Preparedness Corner
March 2002
By Paul Vircsik

Hi Neighbors,

Sorry, no fire stuff this month.  However, I do have a couple of items to pass along.  Anybody who has recently renewed his or her driver’s license might have noticed the change in the recommended hand placement on the steering wheel.  The new thinking is 3 and 9 o’clock on the wheel.  Why the change from the old 10 and 2 and who cares?

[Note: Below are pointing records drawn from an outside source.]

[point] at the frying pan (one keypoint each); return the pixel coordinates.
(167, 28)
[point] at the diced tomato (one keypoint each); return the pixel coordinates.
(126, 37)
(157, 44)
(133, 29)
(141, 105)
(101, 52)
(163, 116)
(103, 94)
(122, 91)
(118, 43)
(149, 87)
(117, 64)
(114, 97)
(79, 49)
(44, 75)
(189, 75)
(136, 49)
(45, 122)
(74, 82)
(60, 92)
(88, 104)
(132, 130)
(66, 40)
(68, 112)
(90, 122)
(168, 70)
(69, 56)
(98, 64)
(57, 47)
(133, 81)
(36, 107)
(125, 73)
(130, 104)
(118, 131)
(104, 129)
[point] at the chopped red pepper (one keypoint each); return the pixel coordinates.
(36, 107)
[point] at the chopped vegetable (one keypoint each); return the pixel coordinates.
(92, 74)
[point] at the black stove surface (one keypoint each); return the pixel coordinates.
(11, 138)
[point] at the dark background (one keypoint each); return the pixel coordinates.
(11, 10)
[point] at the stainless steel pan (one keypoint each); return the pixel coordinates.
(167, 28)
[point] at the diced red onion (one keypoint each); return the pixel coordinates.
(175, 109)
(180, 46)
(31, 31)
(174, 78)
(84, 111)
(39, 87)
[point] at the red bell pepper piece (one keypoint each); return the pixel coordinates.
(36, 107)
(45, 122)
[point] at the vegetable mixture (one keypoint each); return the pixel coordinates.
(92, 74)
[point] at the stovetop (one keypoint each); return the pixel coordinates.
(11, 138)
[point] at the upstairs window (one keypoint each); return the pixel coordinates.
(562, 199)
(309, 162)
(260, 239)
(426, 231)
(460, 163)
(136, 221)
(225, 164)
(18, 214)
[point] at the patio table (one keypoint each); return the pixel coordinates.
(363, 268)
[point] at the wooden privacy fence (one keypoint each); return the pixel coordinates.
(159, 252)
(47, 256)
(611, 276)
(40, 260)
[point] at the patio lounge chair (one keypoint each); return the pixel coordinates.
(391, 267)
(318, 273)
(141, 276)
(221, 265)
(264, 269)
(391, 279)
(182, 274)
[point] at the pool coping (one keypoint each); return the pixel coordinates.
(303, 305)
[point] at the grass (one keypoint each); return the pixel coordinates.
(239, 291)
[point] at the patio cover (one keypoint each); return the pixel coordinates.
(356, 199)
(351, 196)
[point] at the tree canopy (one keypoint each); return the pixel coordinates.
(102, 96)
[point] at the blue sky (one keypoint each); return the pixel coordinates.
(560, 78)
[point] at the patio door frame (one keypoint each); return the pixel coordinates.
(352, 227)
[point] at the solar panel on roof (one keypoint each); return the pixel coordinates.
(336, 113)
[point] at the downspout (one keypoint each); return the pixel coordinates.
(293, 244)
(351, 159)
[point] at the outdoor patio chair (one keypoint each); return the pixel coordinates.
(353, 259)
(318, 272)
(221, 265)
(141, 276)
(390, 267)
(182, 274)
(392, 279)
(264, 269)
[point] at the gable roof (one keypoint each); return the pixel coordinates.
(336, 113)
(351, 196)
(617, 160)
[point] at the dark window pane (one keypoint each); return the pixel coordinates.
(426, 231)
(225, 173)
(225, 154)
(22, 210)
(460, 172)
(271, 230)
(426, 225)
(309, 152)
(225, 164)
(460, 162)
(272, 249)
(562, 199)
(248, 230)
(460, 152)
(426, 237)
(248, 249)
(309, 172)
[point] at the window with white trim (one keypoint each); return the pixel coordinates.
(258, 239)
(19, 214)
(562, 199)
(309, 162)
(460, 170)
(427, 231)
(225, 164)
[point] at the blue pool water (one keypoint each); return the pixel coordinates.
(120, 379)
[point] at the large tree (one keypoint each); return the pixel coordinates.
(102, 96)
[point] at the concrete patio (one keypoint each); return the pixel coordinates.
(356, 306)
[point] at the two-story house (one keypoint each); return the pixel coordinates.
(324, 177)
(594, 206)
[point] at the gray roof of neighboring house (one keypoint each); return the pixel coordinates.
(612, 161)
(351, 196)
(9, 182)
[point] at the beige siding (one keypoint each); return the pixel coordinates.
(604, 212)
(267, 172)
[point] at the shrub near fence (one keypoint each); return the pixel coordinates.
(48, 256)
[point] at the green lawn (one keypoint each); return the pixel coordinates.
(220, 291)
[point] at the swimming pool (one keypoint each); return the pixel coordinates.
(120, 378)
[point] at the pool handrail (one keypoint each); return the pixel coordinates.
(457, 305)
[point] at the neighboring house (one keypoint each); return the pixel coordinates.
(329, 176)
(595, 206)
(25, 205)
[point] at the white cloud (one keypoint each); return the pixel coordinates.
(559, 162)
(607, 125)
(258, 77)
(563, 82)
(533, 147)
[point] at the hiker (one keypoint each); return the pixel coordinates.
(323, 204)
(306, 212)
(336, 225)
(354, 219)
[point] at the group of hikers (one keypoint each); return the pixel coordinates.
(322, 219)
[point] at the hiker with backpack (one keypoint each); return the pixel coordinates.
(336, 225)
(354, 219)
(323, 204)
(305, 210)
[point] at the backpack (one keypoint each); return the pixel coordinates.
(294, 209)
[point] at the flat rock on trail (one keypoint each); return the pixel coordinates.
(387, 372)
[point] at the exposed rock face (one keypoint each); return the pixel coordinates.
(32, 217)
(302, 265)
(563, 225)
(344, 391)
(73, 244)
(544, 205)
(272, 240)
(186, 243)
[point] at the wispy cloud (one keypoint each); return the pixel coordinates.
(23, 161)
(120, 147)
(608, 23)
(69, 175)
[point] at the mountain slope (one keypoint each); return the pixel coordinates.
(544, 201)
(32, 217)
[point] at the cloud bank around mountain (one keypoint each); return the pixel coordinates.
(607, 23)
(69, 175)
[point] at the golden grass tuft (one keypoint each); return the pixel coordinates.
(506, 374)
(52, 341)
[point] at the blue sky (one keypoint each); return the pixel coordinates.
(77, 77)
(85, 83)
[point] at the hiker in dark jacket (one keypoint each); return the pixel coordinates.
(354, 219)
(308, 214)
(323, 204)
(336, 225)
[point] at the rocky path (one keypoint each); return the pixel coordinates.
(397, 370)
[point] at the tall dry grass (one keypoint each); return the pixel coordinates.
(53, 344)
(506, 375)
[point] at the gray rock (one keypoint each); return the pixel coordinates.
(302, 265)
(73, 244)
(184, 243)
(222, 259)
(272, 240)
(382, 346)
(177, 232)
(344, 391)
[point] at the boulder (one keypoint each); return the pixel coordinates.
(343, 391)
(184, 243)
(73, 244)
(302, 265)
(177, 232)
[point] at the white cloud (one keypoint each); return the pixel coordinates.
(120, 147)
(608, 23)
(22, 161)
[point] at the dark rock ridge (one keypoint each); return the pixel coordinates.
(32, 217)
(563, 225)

I asked someone and this is what I was told.  One of the reasons and the best one I can come up with are air bags.  If you hit or are hit in the front of your car causing a rapid deceleration of forward movement, or while stationary and struck from the front, a sensor detects this and BAM, out comes the big pillow at over 200 miles per hour to gently slow your head and upper torso from becoming part of the car.  Then the bag deflates (almost as instantly as it inflated) and voila, hopefully no injuries.  Now if one of your hands was near the twelve o’clock position, which is one of my favorites due to comfort, imagine the same scenario.  Impact, sensor detection, air bag starting to deploy pushing your hand and arm in front of it with incredible speed, and BAM, this time you win the boxing match.  You have just knocked yourself out with your own hand.  As stupid as it sounds, I have seen it happen and the bloody face isn’t very pretty.  I think of this often as I drive trusting that I am at 3 and 9 just before impact.

One more.  A friend from work recently returned from his property in Oregon.  While there, he did some earthwork with his tractor.  Then he drove the tractor to a friend's to hose off the mud from the tires that was slowing progress.  When he returned and went back to work he instantly became stuck.  Down into the mud, up to the axles.  Any ideas?  Well when he left the site he took the tractor out of 4 wheel drive and unlocked the anti slip rear end.  Then he forgot to engage it before going back to work.  After two hours of digging and preparing, out came the tractor under its own power.  Remember this story while driving around this spring.  When you return from town and cross the bridge put your vehicle in the right mode to get back to your property.